How to Build A Chatbot in 5 Minutes Using LUIS

The year is 2066. The skies are hazy. What was once a bright and vibrant establishment is now nothing more than automated sustenance dispensary.

The checkout guys and girls are gone. Instead, you’re confronted by a robotic server. A programmatic humanoid that’s been trained to fill your fast food craving.

The arches are tarnished.

McDonalds isn’t what it used to be.

Okay, so it’s a little bit of an exaggeration. But let’s face it, we’re not too far from the end of human customer service.

Bots are cheaper, more efficient and can be trained to do just about anything. The great thing about cheaper processing power is that the masses can now start to take advantage of this technology. Virtually anybody can take advantage of it and implement it within their business.

Chatbots are an easy win. You can implement them into your business process ridiculously quickly. They’re able to boost customer engagement plus they’re great for lead capturing.

Want to build your own? By the end of this, you’ll have your first chatbot built and ready to deploy to Skype, Facebook and a whole bunch of other platforms. Start following along (there’s minimal coding involved!).

1. Setup a Bot Framework Account

This bot is based on Microsoft’s Bot Framework. (Side Note: There’s another tutorial that I’ve put together that showed how to build a bot using IBM Watson.) Head to Bot Framework to sign up for an account.

Once you’ve signed up, select Create to start creating your new bot.

You’ll be prompted to create an SDK bot. For this, select Create a new SDK bot hosted on Microsoft Azure. This just means that your chatbot will be using Microsoft’s backend rather than having to figure out your own hosting solution.

2. Sign up to Azure

As you’re hosting your bot on Azure you’ll also need an Azure account. Head here to sign up> Sign up. Click all the necessary check boxes until you’ve created an account.

3. Create a new Service

The next step is to create a new bot service. This creates a new bot instance that you can use to start coding. Click the green plus sign, then choose Data and Analytics and finally Bot Service (preview).

Create a name for your new bot and hit Create. Make sure you leave your subscription setting on Free Trial so that you can take advantage of the free Azure credits.

It should take a few seconds to validate your new chatbot. While that’s happening you’ll be redirected to your dashboard screen while the chatbot deploys.

Once the bot is ready you’ll be prompted to select a bot type. Select NodeJS and Language understanding. This will allow you to take advantage of the Language Understanding Intelligence Service.

Click Create Microsoft App ID and password.

FIll out the form and create a new password you’ll need this for your bot configuration file. Finally hit Create bot.

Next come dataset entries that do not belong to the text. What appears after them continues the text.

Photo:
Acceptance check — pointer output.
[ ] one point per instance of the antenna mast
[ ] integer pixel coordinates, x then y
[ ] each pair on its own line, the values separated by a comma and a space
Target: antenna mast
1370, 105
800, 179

4. Hook up your bot to LUIS.

LUIS is the Language Understanding Intelligence Service offered by Microsoft, this is what will give our bot the ability to process user’s input. Sign in to your Microsoft account again and tick the required boxes to connect your bot to the LUIS service. The platform will then begin provisioning your bot.

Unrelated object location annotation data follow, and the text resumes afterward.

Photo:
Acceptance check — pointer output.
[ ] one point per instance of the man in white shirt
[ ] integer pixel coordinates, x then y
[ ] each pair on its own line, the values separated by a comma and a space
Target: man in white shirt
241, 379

Once the bot is deployed, you can test it out. Don’t get too excited yet we haven’t trained it to actually do anything. To get to the test interface, select Test at the top of the page and start typing.

5. Train your bot

Now, is probably a good time to start training the bot. This isn’t done within the Microsoft Bot Builder framework but rather it’s completed inside of LUIS. Login to your LUIS dashboard by going here >> http://www.luis.ai and select your application.

Rather than training your application from scratch you can use Pre Built entities. This is a nice touch from Microsoft as it means you don’t need to train from scratch. The service allows you to focus on building domain-specific intents and entities.

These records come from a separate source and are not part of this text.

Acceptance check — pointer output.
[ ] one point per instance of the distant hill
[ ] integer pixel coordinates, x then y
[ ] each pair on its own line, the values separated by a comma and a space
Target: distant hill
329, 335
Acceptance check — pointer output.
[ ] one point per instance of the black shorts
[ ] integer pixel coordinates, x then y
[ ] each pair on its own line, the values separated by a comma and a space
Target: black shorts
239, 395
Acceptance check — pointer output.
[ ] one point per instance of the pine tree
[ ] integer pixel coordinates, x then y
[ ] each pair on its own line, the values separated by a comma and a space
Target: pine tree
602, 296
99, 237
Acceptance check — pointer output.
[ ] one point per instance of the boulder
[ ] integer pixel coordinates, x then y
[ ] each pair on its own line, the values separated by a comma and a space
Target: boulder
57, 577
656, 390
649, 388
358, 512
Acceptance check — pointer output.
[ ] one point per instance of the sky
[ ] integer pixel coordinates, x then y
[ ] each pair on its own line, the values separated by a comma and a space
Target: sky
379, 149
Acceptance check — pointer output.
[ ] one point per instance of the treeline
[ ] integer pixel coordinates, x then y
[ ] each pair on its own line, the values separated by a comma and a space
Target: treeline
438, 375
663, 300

To get up and running faster, select the Communication domain and select Add.

The prebuilt domain should now be associated to your chatbot. This is the main difference versus building a bot using the IBM Watson API. (Side Bar: After actually reviewing a lot of the prebuilt domains there’s still a lot of customisation required to get a bot that actually speaks.)

Select Train and Test on the right-hand side of the page. This will allow you to train your bot to recognise intent and entities. Rather than spending too much time here, navigate back to intents and add a new Utterance (phrase) so our bot recognises a greeting.

Add in a few utterances and hit Save.

Jump back to train and test and select Train

For each test, the service will return the probability of each intent. In this case, we said “hello”, “hey” and “hi” and it predicted that the intent was Greeting with a probability of 98% each time.

Once you’ve finished training, you’re ready to publish your app. You might need to log out and back in for this to be available.

6. Teach your bot to speak

Jump back to the bot developer framework and open the Azure code editor. Select Open online code editor.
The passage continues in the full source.